O advogado Jeffrey Chiquini, que defende Filipe Martins - ex-assessor do ex-presidente Jair Bolsonaro condenado pelo Supremo Tribunal Federal (STF) por participação em atos golpistas - protocolou nesta semana um requerimento formal ao ministro André Mendonça solicitando a decretação de prisão preventiva contra Fábio Luís Lula da Silva, conhecido como Lulinha, filho do presidente Luiz Inácio Lula da Silva. O pedido judicial se baseia nas investigações da Polícia Federal sobre supostas fraudes no Instituto Nacional do Seguro Social (INSS), caso no qual Mendonça atua como relator na mais alta corte do país. Chiquini argumenta existirem 'indícios robustos' da participação do filho do mandatário federal nos esquemas ilícitos, apesar de não representar formalmente nenhuma das partes envolvidas no processo. O movimento ocorre em meio ao crescente escrutínio sobre operações do governo federal na área previdenciária, setor historicamente marcado por denúncias de má gestão e desvios durante administrações petistas.

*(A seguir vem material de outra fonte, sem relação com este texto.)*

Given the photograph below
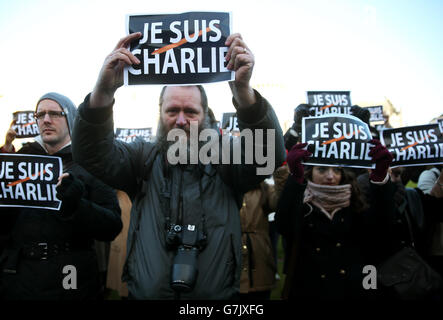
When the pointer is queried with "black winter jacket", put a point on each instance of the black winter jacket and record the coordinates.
(331, 254)
(66, 236)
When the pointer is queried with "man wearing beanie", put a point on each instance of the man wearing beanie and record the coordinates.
(40, 243)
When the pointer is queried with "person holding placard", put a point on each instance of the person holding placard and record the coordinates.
(48, 254)
(184, 239)
(328, 228)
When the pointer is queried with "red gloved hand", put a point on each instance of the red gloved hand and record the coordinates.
(382, 158)
(294, 159)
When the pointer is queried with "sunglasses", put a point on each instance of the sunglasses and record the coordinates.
(52, 114)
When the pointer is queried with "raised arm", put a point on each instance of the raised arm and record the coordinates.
(111, 73)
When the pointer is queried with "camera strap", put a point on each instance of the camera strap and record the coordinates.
(166, 196)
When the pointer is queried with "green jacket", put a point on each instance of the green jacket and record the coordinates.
(194, 190)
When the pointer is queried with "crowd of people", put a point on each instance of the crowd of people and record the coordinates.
(133, 222)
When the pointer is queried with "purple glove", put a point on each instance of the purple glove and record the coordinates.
(382, 158)
(294, 159)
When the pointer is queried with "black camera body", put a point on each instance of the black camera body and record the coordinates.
(188, 241)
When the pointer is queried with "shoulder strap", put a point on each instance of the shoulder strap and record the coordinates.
(146, 173)
(415, 208)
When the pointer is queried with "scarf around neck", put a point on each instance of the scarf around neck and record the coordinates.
(329, 199)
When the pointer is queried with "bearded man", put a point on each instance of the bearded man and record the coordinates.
(184, 238)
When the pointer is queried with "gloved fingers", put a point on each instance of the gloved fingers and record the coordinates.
(299, 146)
(375, 142)
(63, 176)
(70, 188)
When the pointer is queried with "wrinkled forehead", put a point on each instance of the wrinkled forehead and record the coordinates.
(186, 95)
(48, 105)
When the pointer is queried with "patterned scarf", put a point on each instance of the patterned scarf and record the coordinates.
(329, 199)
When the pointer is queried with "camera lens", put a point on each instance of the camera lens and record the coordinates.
(184, 269)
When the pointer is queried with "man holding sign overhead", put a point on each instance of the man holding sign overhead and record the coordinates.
(184, 240)
(49, 247)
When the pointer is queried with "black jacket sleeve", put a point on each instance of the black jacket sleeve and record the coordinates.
(97, 215)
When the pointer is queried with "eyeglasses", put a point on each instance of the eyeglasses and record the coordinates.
(52, 114)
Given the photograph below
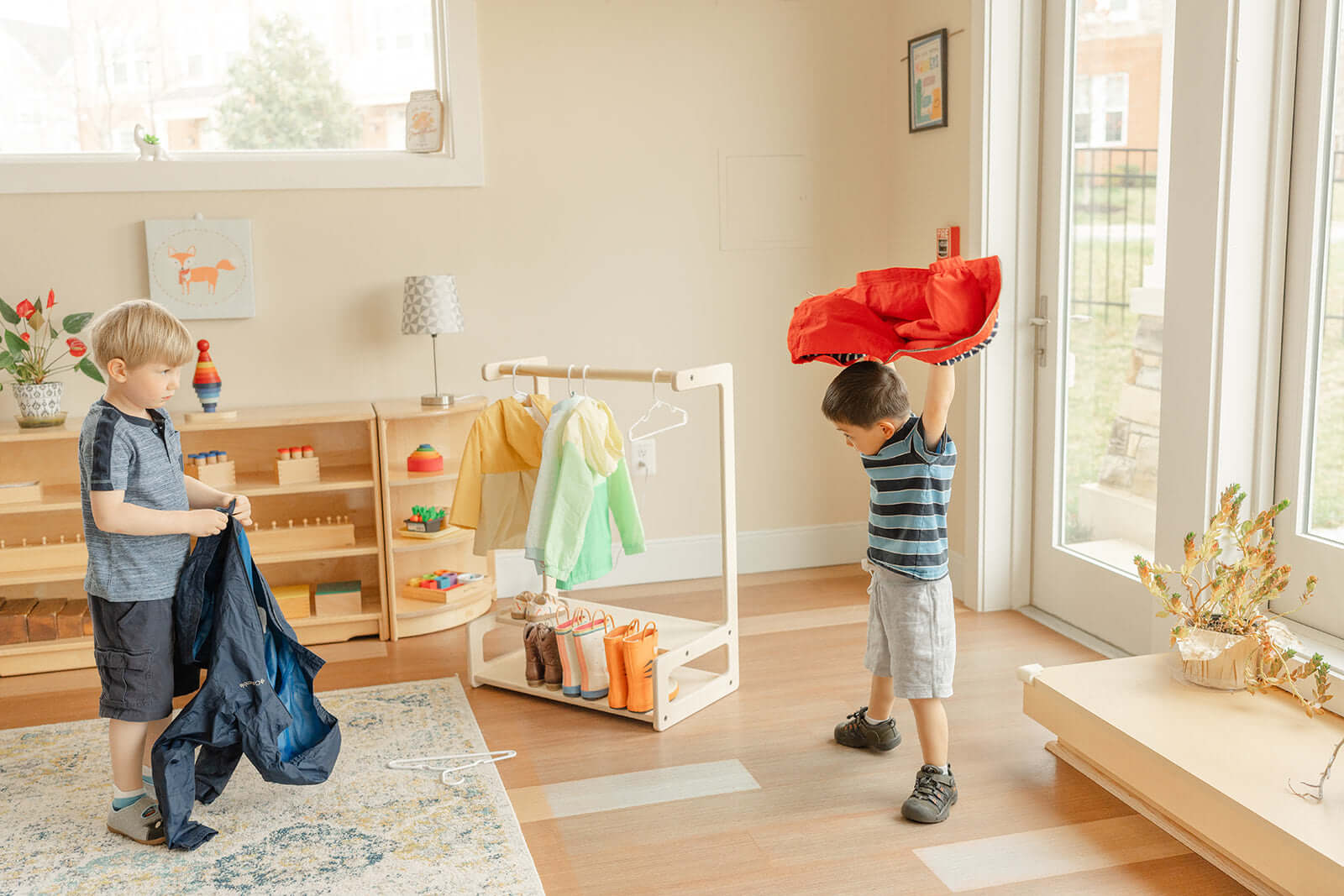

No documento endereçado ao ministro Mendonça, o advogado Jeffrey Chiquini desenvolve argumentação técnica detalhada para fundamentar seu pedido de prisão preventiva contra Lulinha. Ele sustenta que as evidências coletadas pela Polícia Federal afastam o 'caráter meramente especulativo das imputações' e conferem 'densidade institucional às informações veiculadas' sobre o envolvimento do filho do presidente nas fraudes do INSS. Chiquini destaca especialmente o fato de Lulinha ter deixado o Brasil e retornado à Espanha - onde reside permanentemente - sem prestar esclarecimentos às autoridades brasileiras, mesmo estando no país durante as festas de fim de ano. Esta circunstância, segundo o advogado, 'assume especial relevo sob a ótica cautelar' por configurar 'elemento objetivo apto a evidenciar risco concreto à aplicação da lei penal'. O requerimento enfatiza que o investigado 'dispõe de recursos financeiros expressivos e mantém vínculos no exterior', fatores que 'facilitam eventual evasão do distrito da culpa e dificultam a efetividade da persecução penal' em casos de crimes de 'elevada gravidade e complexidade'. Chiquini solicita ainda que o texto seja encaminhado 'com máxima urgência' ao Ministério Público Federal para que o órgão se manifeste e eventualmente ratifique o pedido de prisão. O advogado insiste que sua iniciativa é 'técnica' e não guarda relação direta com a defesa de Filipe Martins, embora parta justamente do representante legal de um condenado por atos contra as instituições democráticas.
O requerimento protocolado junto ao STF insere-se num padrão recorrente de denúncias envolvendo o círculo familiar do presidente Lula, que remonta a administrações petistas anteriores e se estende ao atual mandato. As fraudes no INSS investigadas pela Polícia Federal representam apenas a ponta de um iceberg de suspeitas que permeiam a gestão da previdência social brasileira, sistema que consome parcela significativa do orçamento federal e enfrenta crônicos problemas de sustentabilidade financeira. A resposta do ministro André Mendonça a este pedido será observada com atenção por setores que questionam a independência do Judiciário frente ao poder executivo, especialmente considerando que o relator foi indicado ao STF pelo ex-presidente Jair Bolsonaro. O desfecho deste caso poderá estabelecer precedentes importantes sobre o tratamento processual dispensado a investigados com vínculos familiares diretos com a cúpula do governo federal, testando os limites da separação de poderes num momento de intensa polarização política. Enquanto isso, a sociedade brasileira aguarda respostas concretas sobre a eficácia das investigações e a aplicação isonômica da lei, independentemente de filiações partidárias ou proximidade com o poder.